A multi-member Election Commission is clearly better for fair, free and tension-free elections than a single-member body that is in the habit of grandstanding. The present three-member Election Commission has provided every indication that it is on top of the situation - and that it is possible to be firm, objective and reform-minded without going over the top.

During the last phase of the crisis, the focus shifted to the role of the President, the exemplary K.R. Narayanan whose objectivity, fairness and well-informed responses have served the system well and made him a very popular figure. The perhaps overlong communique from the Rashtrapati Bhavan, responding to the perceived need for transparency but appearing to cover all bases, might have given the impression that various options were open to the President. They were not.

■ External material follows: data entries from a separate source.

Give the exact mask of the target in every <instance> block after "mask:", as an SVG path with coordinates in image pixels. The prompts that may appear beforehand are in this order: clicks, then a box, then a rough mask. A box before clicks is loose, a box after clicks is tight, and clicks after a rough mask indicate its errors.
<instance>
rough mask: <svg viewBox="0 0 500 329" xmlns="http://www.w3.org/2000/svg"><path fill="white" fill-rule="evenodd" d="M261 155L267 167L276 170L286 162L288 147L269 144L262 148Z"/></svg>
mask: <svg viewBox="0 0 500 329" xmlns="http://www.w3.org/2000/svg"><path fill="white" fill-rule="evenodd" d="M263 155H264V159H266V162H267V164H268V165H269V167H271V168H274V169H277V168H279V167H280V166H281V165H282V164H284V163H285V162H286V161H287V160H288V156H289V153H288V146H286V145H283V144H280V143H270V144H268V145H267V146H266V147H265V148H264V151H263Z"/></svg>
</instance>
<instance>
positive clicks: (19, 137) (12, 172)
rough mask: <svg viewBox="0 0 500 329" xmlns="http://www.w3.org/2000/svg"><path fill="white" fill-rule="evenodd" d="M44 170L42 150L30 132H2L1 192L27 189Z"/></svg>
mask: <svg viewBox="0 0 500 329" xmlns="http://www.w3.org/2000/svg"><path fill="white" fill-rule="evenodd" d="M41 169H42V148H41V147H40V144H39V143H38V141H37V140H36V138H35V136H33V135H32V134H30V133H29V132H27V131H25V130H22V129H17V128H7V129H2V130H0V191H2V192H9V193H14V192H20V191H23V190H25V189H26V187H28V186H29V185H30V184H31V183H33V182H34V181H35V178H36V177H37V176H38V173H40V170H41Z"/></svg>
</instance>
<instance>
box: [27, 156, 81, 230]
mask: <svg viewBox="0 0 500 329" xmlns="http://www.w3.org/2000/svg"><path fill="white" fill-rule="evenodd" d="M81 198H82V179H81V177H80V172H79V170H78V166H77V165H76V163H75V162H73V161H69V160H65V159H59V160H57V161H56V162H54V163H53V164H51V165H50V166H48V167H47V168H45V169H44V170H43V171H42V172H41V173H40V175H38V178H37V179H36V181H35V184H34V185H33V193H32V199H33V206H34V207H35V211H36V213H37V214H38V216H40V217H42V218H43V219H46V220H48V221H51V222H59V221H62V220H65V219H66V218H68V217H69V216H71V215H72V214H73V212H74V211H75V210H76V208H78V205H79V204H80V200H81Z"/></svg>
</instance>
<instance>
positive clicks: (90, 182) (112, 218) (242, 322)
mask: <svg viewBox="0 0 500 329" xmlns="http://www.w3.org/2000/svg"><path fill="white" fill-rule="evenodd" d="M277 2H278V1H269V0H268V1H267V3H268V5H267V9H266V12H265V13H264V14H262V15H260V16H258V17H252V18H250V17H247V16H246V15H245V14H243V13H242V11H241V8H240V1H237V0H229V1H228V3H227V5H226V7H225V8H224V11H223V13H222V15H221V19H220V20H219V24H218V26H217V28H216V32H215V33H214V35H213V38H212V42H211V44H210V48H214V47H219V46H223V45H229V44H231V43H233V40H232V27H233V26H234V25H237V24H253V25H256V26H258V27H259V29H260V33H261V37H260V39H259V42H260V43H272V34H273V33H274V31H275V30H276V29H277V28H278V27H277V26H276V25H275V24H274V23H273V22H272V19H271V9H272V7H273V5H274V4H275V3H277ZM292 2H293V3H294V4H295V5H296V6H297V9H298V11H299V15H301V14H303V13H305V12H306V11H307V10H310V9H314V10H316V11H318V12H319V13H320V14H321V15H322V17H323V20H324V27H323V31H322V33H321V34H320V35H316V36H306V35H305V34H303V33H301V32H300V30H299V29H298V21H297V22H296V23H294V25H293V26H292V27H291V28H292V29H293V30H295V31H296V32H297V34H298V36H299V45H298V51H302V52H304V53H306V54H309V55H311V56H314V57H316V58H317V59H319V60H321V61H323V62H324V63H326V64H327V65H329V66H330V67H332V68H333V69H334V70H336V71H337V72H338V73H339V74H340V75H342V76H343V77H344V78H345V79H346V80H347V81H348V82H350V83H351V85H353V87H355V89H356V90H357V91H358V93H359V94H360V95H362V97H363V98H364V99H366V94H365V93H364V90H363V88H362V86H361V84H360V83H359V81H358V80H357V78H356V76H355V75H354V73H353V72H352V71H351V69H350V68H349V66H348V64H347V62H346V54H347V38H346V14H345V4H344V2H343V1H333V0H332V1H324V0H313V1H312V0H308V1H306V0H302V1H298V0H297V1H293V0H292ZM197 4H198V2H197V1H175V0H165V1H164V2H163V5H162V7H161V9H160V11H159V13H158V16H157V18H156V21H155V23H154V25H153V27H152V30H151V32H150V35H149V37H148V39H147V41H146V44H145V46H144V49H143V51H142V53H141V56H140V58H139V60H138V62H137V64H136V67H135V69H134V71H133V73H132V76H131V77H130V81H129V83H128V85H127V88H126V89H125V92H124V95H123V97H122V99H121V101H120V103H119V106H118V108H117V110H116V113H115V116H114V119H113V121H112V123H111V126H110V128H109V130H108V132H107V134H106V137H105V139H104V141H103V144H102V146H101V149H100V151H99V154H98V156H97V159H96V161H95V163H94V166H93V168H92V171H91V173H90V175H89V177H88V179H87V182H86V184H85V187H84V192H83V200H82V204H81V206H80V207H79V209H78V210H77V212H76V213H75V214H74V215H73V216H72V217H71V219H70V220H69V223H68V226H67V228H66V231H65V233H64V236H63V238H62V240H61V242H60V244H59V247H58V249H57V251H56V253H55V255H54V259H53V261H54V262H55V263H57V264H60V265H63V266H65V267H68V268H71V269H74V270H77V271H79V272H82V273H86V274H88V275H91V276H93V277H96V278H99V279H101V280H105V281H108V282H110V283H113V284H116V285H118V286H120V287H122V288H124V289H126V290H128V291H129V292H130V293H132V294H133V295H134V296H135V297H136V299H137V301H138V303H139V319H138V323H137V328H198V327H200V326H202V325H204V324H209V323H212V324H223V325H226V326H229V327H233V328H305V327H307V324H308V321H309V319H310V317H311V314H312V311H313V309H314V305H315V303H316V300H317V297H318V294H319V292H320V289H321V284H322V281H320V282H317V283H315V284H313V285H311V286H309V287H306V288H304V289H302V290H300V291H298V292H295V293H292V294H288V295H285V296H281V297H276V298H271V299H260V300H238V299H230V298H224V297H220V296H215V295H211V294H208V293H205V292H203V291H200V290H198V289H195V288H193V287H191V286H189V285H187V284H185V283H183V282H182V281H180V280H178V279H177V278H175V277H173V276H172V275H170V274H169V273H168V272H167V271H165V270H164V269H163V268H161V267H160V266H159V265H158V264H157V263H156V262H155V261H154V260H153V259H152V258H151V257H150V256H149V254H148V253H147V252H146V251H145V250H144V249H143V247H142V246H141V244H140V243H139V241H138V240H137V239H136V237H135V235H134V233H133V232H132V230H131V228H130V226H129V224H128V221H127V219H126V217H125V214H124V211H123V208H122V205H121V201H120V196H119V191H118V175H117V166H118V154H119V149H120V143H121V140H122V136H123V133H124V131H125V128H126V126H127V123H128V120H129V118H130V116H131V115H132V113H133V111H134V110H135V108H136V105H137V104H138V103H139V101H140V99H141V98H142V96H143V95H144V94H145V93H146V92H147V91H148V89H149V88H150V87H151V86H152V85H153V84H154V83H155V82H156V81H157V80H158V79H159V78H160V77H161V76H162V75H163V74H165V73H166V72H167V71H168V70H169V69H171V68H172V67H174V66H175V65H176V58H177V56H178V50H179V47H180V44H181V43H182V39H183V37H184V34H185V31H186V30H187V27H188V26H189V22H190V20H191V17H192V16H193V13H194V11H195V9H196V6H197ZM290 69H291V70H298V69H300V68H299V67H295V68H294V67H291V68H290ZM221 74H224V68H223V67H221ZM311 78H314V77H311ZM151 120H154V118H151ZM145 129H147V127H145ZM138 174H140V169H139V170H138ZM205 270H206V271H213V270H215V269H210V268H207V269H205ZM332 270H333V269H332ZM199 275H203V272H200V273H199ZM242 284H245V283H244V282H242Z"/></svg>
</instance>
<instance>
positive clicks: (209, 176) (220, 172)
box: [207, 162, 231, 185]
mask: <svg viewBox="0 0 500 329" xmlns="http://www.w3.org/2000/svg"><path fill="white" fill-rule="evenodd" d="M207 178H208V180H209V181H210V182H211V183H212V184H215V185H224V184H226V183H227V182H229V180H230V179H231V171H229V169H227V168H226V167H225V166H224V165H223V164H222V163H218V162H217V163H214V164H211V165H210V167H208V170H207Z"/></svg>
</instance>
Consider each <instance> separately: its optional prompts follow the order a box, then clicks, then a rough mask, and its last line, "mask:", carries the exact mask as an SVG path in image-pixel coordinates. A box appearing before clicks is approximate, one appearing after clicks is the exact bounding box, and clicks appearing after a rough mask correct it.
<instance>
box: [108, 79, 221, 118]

The only constitutionally proper - and beneficial - role the President can play in the Indian system of parliamentary democracy is to play by the book. The book assigns him a very high formal role, but wisely circumscribes his substantive powers to the point of not giving him any at all. It is not open to the President to overrule "advice" relating to any subject coming from a Council of Ministers that has not lost its legitimacy in terms of publicly known Lok Sabha arithmetic. It is not the constitutional business of the head of state to plump for some mythical 'stability' against the odds. Such action has, of course, been suggested by those who are constantly calling for an extra-constitutional presidential push to the idea of 'national government' or getting Members of Parliament to bypass the party system and elect a Prime Minister on the floor of Parliament. In short, the high office of the President in the Indian system cannot be converted into any kind of escape mechanism, let alone a deus ex machina.

THIS noted, we look forward, with a number of secular and progressive concerns but not without optimism, to the coming electoral season. We share the stoicism of the authors of our opening article that "elections 1998 will be yet another way station in the evolution of the Indian polity towards a more genuinely democratic and federal structure."

We would like to share with our readers an insight passed on by a professional pollster who has worked with Frontline in the past. The voter turn-out at the national level and in various battleground States, he tells us, will make a considerable difference to the outcome of this general election. And the lower the turn-out at the national level, it seems, the better it will be for the BJP. With the Congress(I) apparently not seriously in the race to form the next elected government in New Delhi, we hope that the people of India, by turning out enthusiastically to cast their votes, will ensure a democratic and secular outcome.